En medio del océano de mediocridad en el que vivimos desde que se celebraron las elecciones generales, los españoles tenemos al menos un motivo para el optimismo. Mientras los partidos políticos, los nuevos y los viejos, han mostrado su absoluta pequeñez y cortedad de miras a la primera ocasión en la que han sido puestos a prueba, la figura del rey Felipe VI ha emergido en el complicado período de investidura como un referente democrático al que aferrarse en tiempos de vulgaridad política y de absoluta falta de sentido de Estado. Asistimos a un espectáculo penoso en el que los líderes políticos sitúan sus intereses personales por encima de los del país, en medio de un lamentable guirigay en el que todos culpan al vecino y eluden sus responsabilidades. Frente a ellos, el jefe del Estado está dando una lección de profesionalidad, templanza y altura de miras, ejerciendo con ejemplaridad y eficacia el papel que le otorga la Constitución, pero ciñéndose de manera estricta a las atribuciones que tiene encomendadas, sin caer en el error de desbordarlas, pese a que algunos le animaran a hacerlo de manera irresponsable. Cuando algunos insensatos alentaban ya la posibilidad de buscar resquicios para violar la Constitución y convocar elecciones sin que ningún candidato se sometiera a la investidura, solo la determinación de Felipe VI de hacer respetar la ley y de cumplir con el deber que le asigna la Carta Magna permitió que el reloj democrático se pusiera en marcha, obligando así a los partidos a asumir su responsabilidad en un plazo tasado de dos meses. Cosa que, hasta el día de hoy, ninguno ha hecho.

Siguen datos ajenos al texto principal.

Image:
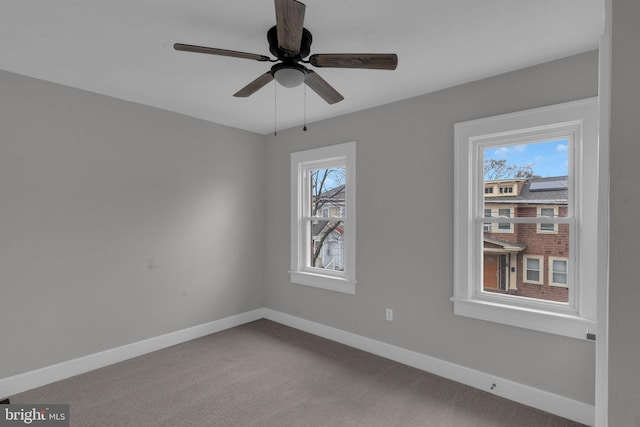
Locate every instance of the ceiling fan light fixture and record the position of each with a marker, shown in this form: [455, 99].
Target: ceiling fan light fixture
[290, 76]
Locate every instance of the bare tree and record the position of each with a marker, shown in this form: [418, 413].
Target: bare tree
[499, 169]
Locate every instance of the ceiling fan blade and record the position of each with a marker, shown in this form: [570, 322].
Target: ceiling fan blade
[255, 85]
[322, 88]
[374, 61]
[290, 22]
[221, 52]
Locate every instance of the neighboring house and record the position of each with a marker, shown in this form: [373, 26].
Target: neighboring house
[528, 260]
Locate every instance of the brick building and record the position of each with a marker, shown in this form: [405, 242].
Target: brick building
[529, 260]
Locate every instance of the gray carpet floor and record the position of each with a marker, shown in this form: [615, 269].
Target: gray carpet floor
[267, 374]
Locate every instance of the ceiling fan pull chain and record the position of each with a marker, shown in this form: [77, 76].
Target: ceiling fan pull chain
[305, 109]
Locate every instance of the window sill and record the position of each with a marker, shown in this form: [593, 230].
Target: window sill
[338, 284]
[538, 320]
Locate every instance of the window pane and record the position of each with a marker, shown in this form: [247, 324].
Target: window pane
[533, 275]
[327, 192]
[531, 172]
[531, 181]
[327, 245]
[559, 272]
[533, 264]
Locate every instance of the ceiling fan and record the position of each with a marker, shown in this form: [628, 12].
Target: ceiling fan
[290, 43]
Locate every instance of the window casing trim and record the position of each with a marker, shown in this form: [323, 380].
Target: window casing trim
[301, 272]
[578, 120]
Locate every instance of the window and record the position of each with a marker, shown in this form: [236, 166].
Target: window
[562, 201]
[558, 269]
[502, 226]
[547, 213]
[533, 266]
[487, 214]
[505, 190]
[323, 217]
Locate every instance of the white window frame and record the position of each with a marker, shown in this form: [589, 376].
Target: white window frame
[578, 121]
[551, 260]
[301, 271]
[525, 269]
[539, 228]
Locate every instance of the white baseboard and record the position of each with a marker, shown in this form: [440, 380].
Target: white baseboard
[536, 398]
[39, 377]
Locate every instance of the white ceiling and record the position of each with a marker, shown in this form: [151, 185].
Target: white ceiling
[124, 49]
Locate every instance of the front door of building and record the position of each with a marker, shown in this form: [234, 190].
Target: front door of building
[495, 272]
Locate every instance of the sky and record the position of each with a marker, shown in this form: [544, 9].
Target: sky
[549, 158]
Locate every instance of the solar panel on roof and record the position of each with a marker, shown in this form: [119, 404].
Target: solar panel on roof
[549, 185]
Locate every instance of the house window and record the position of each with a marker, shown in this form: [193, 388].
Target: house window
[520, 144]
[323, 217]
[547, 213]
[558, 268]
[532, 271]
[505, 227]
[487, 225]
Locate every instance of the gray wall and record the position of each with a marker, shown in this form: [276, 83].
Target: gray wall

El contraste brutal entre el comportamiento modélico del monarca y el oportunismo arribista de unos partidos que salen de esta reducidos a la mínima expresión, queda patente en el imparable desapego ciudadano hacia los líderes políticos y el creciente respaldo popular que, por el contrario, ha sabido ganarse Felipe VI en menos de dos años de reinado, en los que ha enderezado el rumbo de la institución monárquica tras el período especialmente convulso en el que le tocó asumir la jefatura del Estado.
Ese aprecio popular, que se evidenció en el cariño con el que los reyes fueron vitoreados a su llegada a la Misa de Resurrección celebrada en Palma de Mallorca el pasado domingo -a la que asistieron de manera privada, respetando así una vez más el espíritu de la Constitución-, contrasta también con el hecho de que ni el alcalde de Palma, el socialista José Hila, que gobierna gracias al apoyo de Podemos y de MES-APIB, ni la presidenta de las Islas Baleares, Francina Armengol, también socialista y también apoyada por Podemos y Més, ni ninguna otra autoridad política considerara oportuno recibir a los monarcas a su llegada al templo. Más que reprochárselo, casi habría que agradecérselo, porque no cabe imagen más precisa de la enorme distancia entre un rey volcado en la tarea de poner a su país a funcionar y unos políticos a los que solo les preocupa su propia poltrona.